The law requires that the president appoint inspectors general “without regard to political affiliation and solely on the basis of integrity and demonstrated ability” in relevant areas, and requires that inspectors general report both to the agency head and to Congress. Some hacks have slipped through, but Trump was impeached because the inspector general for the intelligence community acted independently as required by law.
The president appoints the comptroller general for a term of 15 years from a list of three or more candidates recommended by congressional leadership. The comptroller general, like inspectors general, has one foot in the executive branch and one foot in the legislative branch. The Supreme Court struck down the portion of the statute that gave Congress the power to remove the comptroller general, but left alone the appointment procedure.
In short, Congress has many examples of independent executive branch agencies to work from, agencies that do not suffer from OLC’s recent obeisance to the president.
Discussion of needed reforms to checks and balances seems like a distraction in the midst of an urgent confrontation, like a doctor lecturing a patient in cardiac arrest about diet and exercise.
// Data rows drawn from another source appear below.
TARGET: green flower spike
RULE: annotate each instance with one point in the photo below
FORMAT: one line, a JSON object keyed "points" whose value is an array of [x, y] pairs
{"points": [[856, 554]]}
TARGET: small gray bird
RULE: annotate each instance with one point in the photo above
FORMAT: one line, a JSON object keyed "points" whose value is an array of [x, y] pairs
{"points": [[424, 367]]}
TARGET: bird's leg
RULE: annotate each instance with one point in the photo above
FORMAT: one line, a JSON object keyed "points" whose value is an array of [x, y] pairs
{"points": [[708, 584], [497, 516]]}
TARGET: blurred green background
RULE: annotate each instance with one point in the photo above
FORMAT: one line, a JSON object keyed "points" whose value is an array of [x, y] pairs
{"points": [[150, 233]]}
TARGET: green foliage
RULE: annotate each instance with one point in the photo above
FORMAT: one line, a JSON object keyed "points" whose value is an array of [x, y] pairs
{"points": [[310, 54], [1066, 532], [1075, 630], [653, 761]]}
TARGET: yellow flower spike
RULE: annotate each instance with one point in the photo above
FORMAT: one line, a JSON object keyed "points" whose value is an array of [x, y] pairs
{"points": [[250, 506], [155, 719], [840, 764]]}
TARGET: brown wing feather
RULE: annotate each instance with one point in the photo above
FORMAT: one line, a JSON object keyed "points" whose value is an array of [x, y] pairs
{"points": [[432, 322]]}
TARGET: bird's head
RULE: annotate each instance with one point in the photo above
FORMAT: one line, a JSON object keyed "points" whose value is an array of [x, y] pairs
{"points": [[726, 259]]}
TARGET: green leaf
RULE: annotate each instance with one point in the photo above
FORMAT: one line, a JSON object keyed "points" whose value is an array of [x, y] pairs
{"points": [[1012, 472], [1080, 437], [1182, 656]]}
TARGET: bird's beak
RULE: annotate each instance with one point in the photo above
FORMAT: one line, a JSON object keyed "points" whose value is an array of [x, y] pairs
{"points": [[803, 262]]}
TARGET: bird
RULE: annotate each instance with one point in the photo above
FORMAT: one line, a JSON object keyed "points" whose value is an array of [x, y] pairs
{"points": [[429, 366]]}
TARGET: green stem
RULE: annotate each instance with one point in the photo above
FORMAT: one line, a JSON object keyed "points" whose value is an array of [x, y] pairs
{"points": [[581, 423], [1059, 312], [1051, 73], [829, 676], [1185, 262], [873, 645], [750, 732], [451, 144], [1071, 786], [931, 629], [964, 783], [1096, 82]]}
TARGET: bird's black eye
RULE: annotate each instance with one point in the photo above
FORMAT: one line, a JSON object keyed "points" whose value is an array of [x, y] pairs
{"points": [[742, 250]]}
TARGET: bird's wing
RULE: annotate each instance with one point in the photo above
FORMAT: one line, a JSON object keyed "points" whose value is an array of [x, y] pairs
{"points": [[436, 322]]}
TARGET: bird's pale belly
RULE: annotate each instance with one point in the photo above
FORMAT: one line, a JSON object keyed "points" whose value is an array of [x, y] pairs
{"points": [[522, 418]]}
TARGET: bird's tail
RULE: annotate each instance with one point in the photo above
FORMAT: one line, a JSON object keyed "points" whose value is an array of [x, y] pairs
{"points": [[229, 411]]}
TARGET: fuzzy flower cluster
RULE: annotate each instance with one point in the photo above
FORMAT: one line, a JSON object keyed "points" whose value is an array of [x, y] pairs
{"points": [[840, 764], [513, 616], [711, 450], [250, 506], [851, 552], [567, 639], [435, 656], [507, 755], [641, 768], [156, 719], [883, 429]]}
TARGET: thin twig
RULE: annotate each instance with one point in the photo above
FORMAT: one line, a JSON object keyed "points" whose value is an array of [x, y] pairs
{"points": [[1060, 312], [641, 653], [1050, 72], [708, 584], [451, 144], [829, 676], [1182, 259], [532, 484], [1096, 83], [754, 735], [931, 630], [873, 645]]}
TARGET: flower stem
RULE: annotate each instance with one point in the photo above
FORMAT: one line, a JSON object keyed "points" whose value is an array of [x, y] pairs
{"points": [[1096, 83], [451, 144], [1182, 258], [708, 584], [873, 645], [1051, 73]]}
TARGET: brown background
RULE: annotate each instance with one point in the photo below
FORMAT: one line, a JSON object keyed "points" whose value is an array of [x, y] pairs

But we cannot assume that to restore democracy we just need a new president, a president capable of shame, a president who respects the rule of law and constitutional norms. Trump’s presidency has revealed great vulnerabilities in our democratic institutions. Impeachment cannot be the only check on the abuse of presidential power. We must harden our democratic institutions.
Such reforms will only do so much, of course. Trump’s presidency has also revealed great vulnerabilities in our political culture, which matters more. Americans must want democracy for democracy to survive. The Constitution has always worked better in practice than in theory. Despite our adulation of the framers, the Constitution has worked because Americans have made it work, not because of the brilliance of the design of our system. There must be deep soul-searching by those who have or aspire to political power: Why have so many Americans lost faith in democracy, and how can we restore their faith?